Around the time of Trump's remarks, Starmer said at a meeting of the UK-China Business Forum in the Chinese capital on Friday that his "very warm" meetings with Xi had provided "just the level of engagement that we hoped for".
"We warmly engaged and made some real progress, actually, because the UK has got a huge amount to offer," he added.
Starmer hailed deals on visa-free travel and lower tariffs on certain goods as "really important access, symbolic of what we're doing with the relationship".
"That is the way that we build the mutual trust and respect that is so important," he emphasized.
Starmer is the latest Western leader to head to China, and his visit comes amid Trump's on-off threats of trade tariffs and pledges to take over Greenland, an autonomous territory of Denmark.
Last month, French President Emmanuel Macron visited China, when Xi accompanied him on a rare trip outside the capital. German Chancellor Friedrich Merz is also expected to travel to China soon.
Trump threatens Canada with aircraft tariffs
Trump has threatened to impose tariffs on Canada after Prime Minister Mark Carney struck economic deals with Beijing on a recent visit.
Trump on Thursday said the US was decertifying Bombardier Global Express business jets and threatened 50% import tariffs on all aircraft made in Canada until the country's regulator certified a number of planes produced by US rival Gulfstream.

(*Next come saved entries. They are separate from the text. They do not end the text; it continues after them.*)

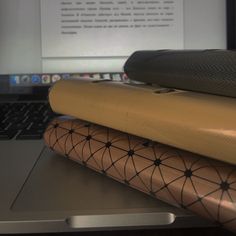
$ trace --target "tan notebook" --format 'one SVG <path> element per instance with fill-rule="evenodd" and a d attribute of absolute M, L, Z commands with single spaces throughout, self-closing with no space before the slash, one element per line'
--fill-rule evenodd
<path fill-rule="evenodd" d="M 236 99 L 119 82 L 62 80 L 55 112 L 236 163 Z"/>
<path fill-rule="evenodd" d="M 57 118 L 55 152 L 236 232 L 236 167 L 89 122 Z"/>

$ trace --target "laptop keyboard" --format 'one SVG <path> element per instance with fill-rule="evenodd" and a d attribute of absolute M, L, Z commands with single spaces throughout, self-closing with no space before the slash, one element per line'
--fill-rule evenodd
<path fill-rule="evenodd" d="M 55 116 L 46 102 L 0 103 L 0 140 L 42 139 Z"/>

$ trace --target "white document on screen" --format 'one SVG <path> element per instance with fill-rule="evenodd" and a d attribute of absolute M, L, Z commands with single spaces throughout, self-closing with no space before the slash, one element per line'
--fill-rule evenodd
<path fill-rule="evenodd" d="M 44 58 L 183 49 L 183 0 L 41 0 Z"/>

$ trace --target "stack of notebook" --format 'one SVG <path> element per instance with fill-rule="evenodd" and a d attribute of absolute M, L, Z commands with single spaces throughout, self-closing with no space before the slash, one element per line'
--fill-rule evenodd
<path fill-rule="evenodd" d="M 141 51 L 124 68 L 144 83 L 56 83 L 50 105 L 67 117 L 46 144 L 236 232 L 236 52 Z"/>

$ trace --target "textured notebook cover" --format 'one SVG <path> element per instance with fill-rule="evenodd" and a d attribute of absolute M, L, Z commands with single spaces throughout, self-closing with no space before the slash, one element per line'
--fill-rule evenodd
<path fill-rule="evenodd" d="M 55 152 L 236 232 L 236 167 L 66 117 L 44 134 Z"/>
<path fill-rule="evenodd" d="M 235 51 L 137 51 L 127 60 L 124 70 L 132 80 L 236 97 Z"/>
<path fill-rule="evenodd" d="M 52 109 L 139 137 L 236 164 L 236 99 L 152 86 L 62 80 Z"/>

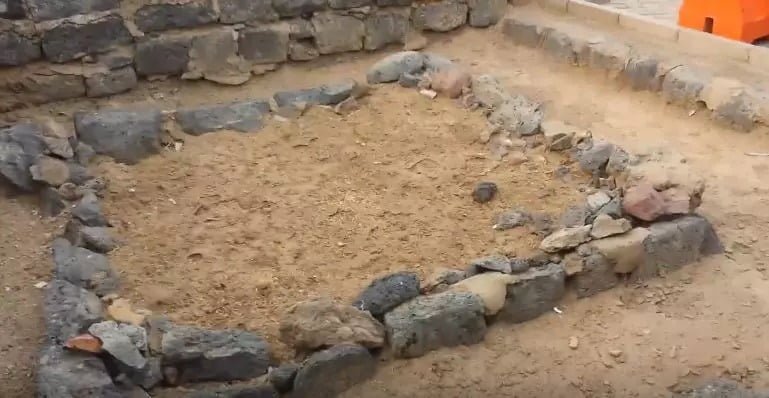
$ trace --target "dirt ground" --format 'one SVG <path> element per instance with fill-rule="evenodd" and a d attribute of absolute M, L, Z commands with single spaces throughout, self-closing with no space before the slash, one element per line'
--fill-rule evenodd
<path fill-rule="evenodd" d="M 123 294 L 178 322 L 264 333 L 285 357 L 278 323 L 296 302 L 352 302 L 388 273 L 530 254 L 539 238 L 495 232 L 494 216 L 557 217 L 580 194 L 552 177 L 563 158 L 542 147 L 521 164 L 520 153 L 489 159 L 485 130 L 480 111 L 389 86 L 346 117 L 313 108 L 258 134 L 189 138 L 135 167 L 106 161 L 105 208 L 127 242 L 111 255 Z M 498 184 L 496 200 L 473 202 L 479 181 Z"/>
<path fill-rule="evenodd" d="M 583 70 L 555 64 L 537 51 L 505 43 L 494 30 L 436 37 L 429 49 L 476 72 L 493 73 L 510 89 L 544 101 L 548 117 L 589 128 L 595 136 L 631 151 L 663 147 L 685 156 L 709 182 L 702 212 L 714 222 L 729 252 L 652 281 L 644 289 L 631 286 L 590 299 L 567 300 L 561 315 L 547 314 L 521 325 L 495 325 L 486 341 L 476 346 L 381 363 L 373 380 L 346 396 L 662 397 L 671 389 L 718 376 L 769 387 L 769 346 L 764 340 L 769 326 L 769 244 L 765 240 L 769 158 L 745 155 L 769 151 L 765 130 L 740 134 L 713 125 L 706 112 L 690 117 L 686 110 L 666 106 L 653 94 L 619 88 Z M 142 100 L 176 106 L 254 97 L 279 88 L 361 76 L 380 56 L 353 55 L 311 67 L 284 67 L 244 88 L 216 90 L 215 97 L 207 84 L 179 89 L 175 83 L 159 82 L 110 102 Z M 485 178 L 502 181 L 502 200 L 490 208 L 472 205 L 466 195 L 479 177 L 471 173 L 492 164 L 472 157 L 462 161 L 463 156 L 478 152 L 460 145 L 475 138 L 478 131 L 467 130 L 481 126 L 478 116 L 449 111 L 452 108 L 441 102 L 402 103 L 403 97 L 390 90 L 379 94 L 370 100 L 371 111 L 350 117 L 365 114 L 372 119 L 352 131 L 334 128 L 345 124 L 314 110 L 302 119 L 301 134 L 286 136 L 294 130 L 274 126 L 253 138 L 212 135 L 190 139 L 182 152 L 150 159 L 134 171 L 102 165 L 115 180 L 108 211 L 120 220 L 122 232 L 145 244 L 130 243 L 113 260 L 126 280 L 127 292 L 133 292 L 131 297 L 141 301 L 152 296 L 135 284 L 141 277 L 147 281 L 145 288 L 158 285 L 149 289 L 158 296 L 183 288 L 182 294 L 171 295 L 170 304 L 161 306 L 180 319 L 202 316 L 213 324 L 225 322 L 223 315 L 229 312 L 243 316 L 228 322 L 249 328 L 266 324 L 269 330 L 272 321 L 253 315 L 290 304 L 288 295 L 296 293 L 289 290 L 302 289 L 308 296 L 325 291 L 349 298 L 378 273 L 418 264 L 421 267 L 416 269 L 424 272 L 437 260 L 448 262 L 440 265 L 461 264 L 482 248 L 505 247 L 506 241 L 494 238 L 489 216 L 498 210 L 494 206 L 512 204 L 514 188 L 532 180 L 514 180 L 516 174 L 500 166 Z M 55 115 L 82 106 L 93 104 L 65 103 L 44 111 Z M 22 111 L 7 118 L 39 112 Z M 412 113 L 415 126 L 425 127 L 435 138 L 417 142 L 413 135 L 418 131 L 403 126 L 404 120 L 409 122 L 406 112 Z M 444 119 L 414 116 L 432 113 Z M 372 122 L 379 124 L 365 126 Z M 350 140 L 351 135 L 358 142 Z M 312 137 L 318 138 L 311 141 Z M 388 145 L 393 138 L 401 140 L 398 145 Z M 239 145 L 245 139 L 265 146 Z M 206 145 L 209 140 L 216 145 Z M 309 146 L 294 147 L 297 144 Z M 458 148 L 464 149 L 462 156 L 452 152 Z M 399 151 L 404 155 L 396 156 Z M 407 168 L 422 157 L 443 159 L 444 166 L 422 161 Z M 236 161 L 230 161 L 233 158 Z M 375 161 L 382 163 L 373 167 Z M 372 165 L 364 168 L 365 162 Z M 158 180 L 152 181 L 152 176 Z M 248 177 L 253 184 L 236 181 Z M 209 185 L 198 185 L 203 181 Z M 131 188 L 135 192 L 128 195 Z M 554 203 L 551 200 L 558 196 L 551 194 L 543 202 Z M 436 201 L 439 209 L 432 207 Z M 116 208 L 116 203 L 126 208 Z M 32 209 L 25 201 L 0 201 L 4 226 L 0 255 L 26 259 L 5 260 L 0 268 L 0 285 L 10 286 L 13 292 L 0 290 L 0 330 L 14 331 L 0 333 L 4 350 L 0 396 L 4 397 L 30 396 L 28 374 L 38 348 L 34 336 L 42 330 L 39 315 L 31 315 L 39 314 L 33 308 L 39 292 L 31 285 L 49 271 L 41 237 L 56 225 L 41 223 Z M 6 220 L 11 221 L 13 232 L 5 227 Z M 140 220 L 141 225 L 127 223 Z M 175 222 L 162 222 L 166 220 Z M 454 225 L 464 230 L 457 233 Z M 152 240 L 152 235 L 166 240 Z M 397 252 L 377 251 L 378 247 Z M 145 261 L 134 261 L 131 253 L 145 256 Z M 329 264 L 329 259 L 334 261 Z M 339 261 L 347 266 L 340 267 Z M 330 275 L 324 262 L 345 273 Z M 246 280 L 237 271 L 248 267 L 263 272 Z M 208 273 L 214 275 L 212 279 L 203 280 Z M 259 300 L 239 301 L 246 297 Z M 202 313 L 196 314 L 193 308 Z M 572 336 L 579 340 L 577 349 L 569 348 Z M 609 354 L 613 350 L 622 351 L 619 358 Z M 10 372 L 5 370 L 9 365 Z"/>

"If, for any reason, this situation is not immediately corrected, I am going to charge Canada a 50% Tariff on any and all aircraft sold into the United States of America," Trump said of the Gulfstream certification process in a post on Truth Social.
His declaration came after Carney last week also called on nations to accept the end of the rules-based global order that Washington had once championed, citing US trade policy.

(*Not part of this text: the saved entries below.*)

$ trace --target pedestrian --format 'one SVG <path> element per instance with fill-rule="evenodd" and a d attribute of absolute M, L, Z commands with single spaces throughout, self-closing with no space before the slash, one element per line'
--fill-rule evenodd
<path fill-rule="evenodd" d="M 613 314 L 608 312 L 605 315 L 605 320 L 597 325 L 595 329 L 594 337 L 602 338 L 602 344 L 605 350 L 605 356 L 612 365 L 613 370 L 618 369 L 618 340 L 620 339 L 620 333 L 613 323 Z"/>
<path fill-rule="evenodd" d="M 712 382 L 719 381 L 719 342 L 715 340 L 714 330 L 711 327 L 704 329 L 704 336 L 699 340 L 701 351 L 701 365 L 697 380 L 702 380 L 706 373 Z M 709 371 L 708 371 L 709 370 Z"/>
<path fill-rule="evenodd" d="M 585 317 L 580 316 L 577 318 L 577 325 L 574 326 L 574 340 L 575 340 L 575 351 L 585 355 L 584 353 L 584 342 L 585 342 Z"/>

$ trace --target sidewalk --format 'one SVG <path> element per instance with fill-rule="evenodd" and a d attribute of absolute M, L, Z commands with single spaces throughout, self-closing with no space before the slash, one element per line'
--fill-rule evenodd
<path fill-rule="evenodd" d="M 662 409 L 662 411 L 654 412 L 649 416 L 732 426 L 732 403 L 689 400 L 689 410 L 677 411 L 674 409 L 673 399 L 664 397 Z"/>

The threat of decertification, if carried out, would have a drastic impact on US carriers such as American Airlines and Delta Air Lines, which rely on Canadian-made airplanes for many of their regional services.
“Mixing safety issues with politics and grievances is an incredibly bad idea,” Richard Aboulafia, managing director of US aerospace management consulting firm AeroDynamic Advisory, said.
IAM, a union representing more than 600,000 workers in North America and thousands of workers in the air transportation and aerospace sector, warned that Trump's threats "would cause serious disruption to the North American aerospace industry and put thousands of jobs at risk on both sides of the border."